Geht nicht nur in Bremen: Autobahn 37 bei Salzgitter Foto: Julian Stratenschulte/dpa

taz: Herr Loske, als erster Verkehrsminister in Deutschland haben Sie 2008 in Bremen das Tempolimit von 120 Stundenkilometern auf Autobahnen durchgesetzt. Gab es Proteststürme?

Reinhard Loske: Vom ADAC bis zur Handelskammer wurde reichlich protestiert. Vor allem weil das Tempolimit auf den Autobahnen in eine Gesamtstrategie der Entschleunigung des Autoverkehrs eingebettet war: Temporeduzierung von 50 auf 30 Stundenkilometer in Wohngebieten und auf Nebenstraßen, von 70 auf 50 auf innerstädtischen Hauptverkehrsstraßen. Begleitet wurde das Ganze durch den Ausbau der Tram, die Einführung der S-Bahn und die massive Förderung von Radverkehr und Carsharing.
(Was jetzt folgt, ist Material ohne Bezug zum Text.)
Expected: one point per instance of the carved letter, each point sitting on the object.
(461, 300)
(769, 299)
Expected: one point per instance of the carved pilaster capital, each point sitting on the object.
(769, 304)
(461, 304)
In Berlin streitet derzeit die Koalition über das Limit. Es geht um 70 Prozent der 13.000 Autobahnkilometer ­Deutschlands, auf denen keine Geschwindigkeitsbegrenzung gilt. In Bremen ging es nur um etwa 80 Kilometer, von denen die meisten schon einer Tempobeschränkung unterlagen. Machte das die Durchsetzung leichter?

In der Tat, das Land ist klein. Das macht manches möglich, auch eine Pionierrolle. Aber die Bundesregierung – damals mit Verkehrsminister Wolfgang Tiefensee (SPD) – verwendete viel Energie darauf, uns das Leben schwer zu machen, damit die Maßnahme bloß keine Nachahmer fand. So durften wir kein „generelles“, sondern nur ein „spezifisches Tempolimit“ einführen. Im Ergebnis war es jedoch das Gleiche.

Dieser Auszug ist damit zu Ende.